5.8 Customizing error messages

Generating relevant and informative parser error messages is one of FParsec’s greatest strengths. The top‐down approach of recursive‐descent parsing guarantees that there is always enough context to describe the exact cause of a parser error and how it could be avoided. FParsec exploits this context to automatically generate descriptive error messages whenever possible. This chapter explains how you can ensure with minimal efforts that your parser always produces understandable error messages.

As we already described in detail in section 5.4.2, error reporting in FParsec is based on the following two principles:

  • Parsers that fail or could have consumed more input return as part of their Reply an ErrorMessageList describing the input they expected or the reason they failed.
  • Parser combinators aggregate all error messages that apply to the same input position and then propagate these error messages as appropriate.

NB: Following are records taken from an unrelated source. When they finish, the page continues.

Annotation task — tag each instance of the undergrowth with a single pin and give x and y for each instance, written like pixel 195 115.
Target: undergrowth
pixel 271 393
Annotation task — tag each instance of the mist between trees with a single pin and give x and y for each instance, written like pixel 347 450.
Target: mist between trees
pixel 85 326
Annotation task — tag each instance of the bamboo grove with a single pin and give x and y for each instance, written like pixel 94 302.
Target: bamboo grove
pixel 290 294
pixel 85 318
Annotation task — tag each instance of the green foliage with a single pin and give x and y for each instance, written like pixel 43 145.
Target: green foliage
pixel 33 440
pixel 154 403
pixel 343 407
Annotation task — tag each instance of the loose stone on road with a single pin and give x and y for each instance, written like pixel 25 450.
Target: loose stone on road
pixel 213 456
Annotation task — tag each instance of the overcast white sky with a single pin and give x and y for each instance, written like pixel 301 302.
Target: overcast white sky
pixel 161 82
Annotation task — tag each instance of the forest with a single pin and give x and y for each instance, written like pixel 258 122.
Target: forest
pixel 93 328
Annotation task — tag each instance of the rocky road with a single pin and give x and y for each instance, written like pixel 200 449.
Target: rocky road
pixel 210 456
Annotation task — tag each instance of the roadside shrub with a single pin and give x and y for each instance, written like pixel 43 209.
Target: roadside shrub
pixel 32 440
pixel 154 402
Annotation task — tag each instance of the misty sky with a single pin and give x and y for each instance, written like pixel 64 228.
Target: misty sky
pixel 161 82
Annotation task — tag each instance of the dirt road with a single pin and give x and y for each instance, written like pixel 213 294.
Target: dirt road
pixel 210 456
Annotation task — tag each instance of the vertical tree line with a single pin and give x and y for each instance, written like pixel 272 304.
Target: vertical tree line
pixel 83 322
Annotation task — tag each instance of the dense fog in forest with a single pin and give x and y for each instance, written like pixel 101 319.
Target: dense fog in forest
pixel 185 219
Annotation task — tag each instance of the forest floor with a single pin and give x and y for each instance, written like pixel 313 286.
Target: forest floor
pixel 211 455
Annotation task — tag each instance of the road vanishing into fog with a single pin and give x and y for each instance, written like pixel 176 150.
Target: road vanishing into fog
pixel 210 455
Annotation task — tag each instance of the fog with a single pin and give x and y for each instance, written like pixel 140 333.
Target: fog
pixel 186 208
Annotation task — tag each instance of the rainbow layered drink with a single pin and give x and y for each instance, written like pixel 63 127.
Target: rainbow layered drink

The various error messages in the previous chapters demonstrate that the built‐in error reporting usually works quite well even without any intervention by the parser author. However, sometimes FParsec lacks the information necessary to produce an informative error message by itself.

Consider for example the many1Satisfy f parser, which parses a string consisting of one or more chars satisfying the predicate function f. If this parser fails to parse at least one char, the generated error is not very helpful:

> run (many1Satisfy isLetter) "123";;
val it : ParserResult<string,unit> = Failure:
Error in Ln: 1 Col: 1
123
^
Unknown Error(s)

The problem here is that many1Satisfy can’t describe what chars the function predicate accepts. Hence, when you don’t use many1Satisfy as part of a combined parser that takes care of a potential error, you better replace it with many1SatisfyL, which allows you to describe the accepted input with a label (hence the “L”):

> run (many1SatisfyL isLetter "identifier") "123";;
val it : ParserResult<string,unit> = Failure:
Error in Ln: 1 Col: 1
123
^
Expecting: identifier

There are also labelled variants of other parsers and combinators, for example choiceL and notFollowedByL.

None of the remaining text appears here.